Batttery and sunshine

Retrofitting battery storage to an existing solar PV system: What to consider

by Solar Choice Staff on May 29, 2017

in Installation advice,Solar System Products,Batteries & Energy Storage

Lots of Australian homes are expected to install battery storage in the coming years. Many of these homes will install brand new solar-plus-storage systems, but quite a few will be retrofitting batteries onto a pre-existing system. What do you need to keep in mind for a battery storage system retrofit?

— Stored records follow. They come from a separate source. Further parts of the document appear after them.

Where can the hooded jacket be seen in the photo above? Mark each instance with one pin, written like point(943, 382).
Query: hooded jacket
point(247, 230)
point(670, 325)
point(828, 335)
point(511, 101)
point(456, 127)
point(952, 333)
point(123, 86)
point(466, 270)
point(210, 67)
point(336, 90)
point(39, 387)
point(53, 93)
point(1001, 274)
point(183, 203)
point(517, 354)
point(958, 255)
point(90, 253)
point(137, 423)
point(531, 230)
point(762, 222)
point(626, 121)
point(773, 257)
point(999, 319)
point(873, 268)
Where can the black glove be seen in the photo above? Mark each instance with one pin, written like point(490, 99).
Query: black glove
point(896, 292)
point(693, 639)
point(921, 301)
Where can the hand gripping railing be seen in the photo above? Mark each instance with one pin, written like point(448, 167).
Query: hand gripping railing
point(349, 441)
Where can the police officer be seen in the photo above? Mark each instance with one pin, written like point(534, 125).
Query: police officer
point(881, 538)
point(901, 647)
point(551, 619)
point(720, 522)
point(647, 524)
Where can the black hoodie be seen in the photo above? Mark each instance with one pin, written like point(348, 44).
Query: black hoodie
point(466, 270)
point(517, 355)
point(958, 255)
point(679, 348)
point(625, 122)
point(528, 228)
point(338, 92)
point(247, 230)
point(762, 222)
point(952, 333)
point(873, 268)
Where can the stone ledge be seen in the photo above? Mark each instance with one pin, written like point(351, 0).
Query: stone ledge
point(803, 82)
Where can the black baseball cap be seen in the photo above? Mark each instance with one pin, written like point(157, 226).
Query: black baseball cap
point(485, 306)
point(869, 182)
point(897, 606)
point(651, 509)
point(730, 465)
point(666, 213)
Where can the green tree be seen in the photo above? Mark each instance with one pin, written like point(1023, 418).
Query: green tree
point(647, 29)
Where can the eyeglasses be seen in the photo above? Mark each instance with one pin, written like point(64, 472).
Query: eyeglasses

Considerations for retrofitting energy storage to your existing PV system

  • Are you the recipient of one of your state’s generous feed-in tariff rates? If you currently receive a generous rate for the solar electricity you export to the grid under a state-mandated feed-in tariff program (nearly all of which are now closed to new applicants), it may not be worth your while to install batteries.
  • What proportion of your electricity consumption does your existing solar system meet? Depending on when you had your system installed and whether or not you have/had a feed-in tariff, your system may only generate enough power to meet a small portion of your electricity needs – or it may generate more than you actually need. This will dictate the best approach for sizing your battery storage. Speak to your installer about how to retrofit a system to optimise value.
  • What energy storage system size would best suit your needs and budget? Do you want to go off-grid at all costs (possibly to spite your utility), or do you view energy storage as an investment to complement your solar PV? Your answer to this question will help you determine the optimum system size. (If you want to explore your options in further detail, check out our Battery Storage Sizing & Payback Estimator tool.)
  • Do you want a ‘one box’ or ‘two box’ battery storage solution? There are essentially two ways to install batteries on an existing solar system:
    • 1) replace the existing inverter with a hybrid inverter (which does both batteries and PV) – the one box solution, or
    • 2) install an additional inverter (or ‘all-in-one’ battery product that has its own, in-built inverter) to handle the batteries separately – the two box solution.
    • (N.B. Enphase’s AC Battery could fall into a 3rd ‘multiple box’ solution category – it is a modular, retrofit-friendly battery with a built-in inverter).
      • Speak with your installer about which option is the most economically attractive and which will provide the functionality that you’re most interested in.
  • Will the system provide you with back-up power? This is not a given with battery storage systems. Only certain battery storage systems will allow you to access your battery power when the grid is down – make sure you ask.
  • Should you install batteries now, or just get a battery-ready inverter? If your system is over 5 years old and due for an inverter replacement, this might be a good time for you to consider installing energy storage – or perhaps just a battery-ready, hybrid inverter. Even if you don’t install batteries right away, a hybrid inverter will ensure that batteries can easily be installed at a later date.
  • Check out some battery retrofit case studies for Sydney
  • Check out some battery retrofit case studies for Brisbane
  • Need more advice? Give us a call on 1300 78 72 73. Our services are 100% free to our customers.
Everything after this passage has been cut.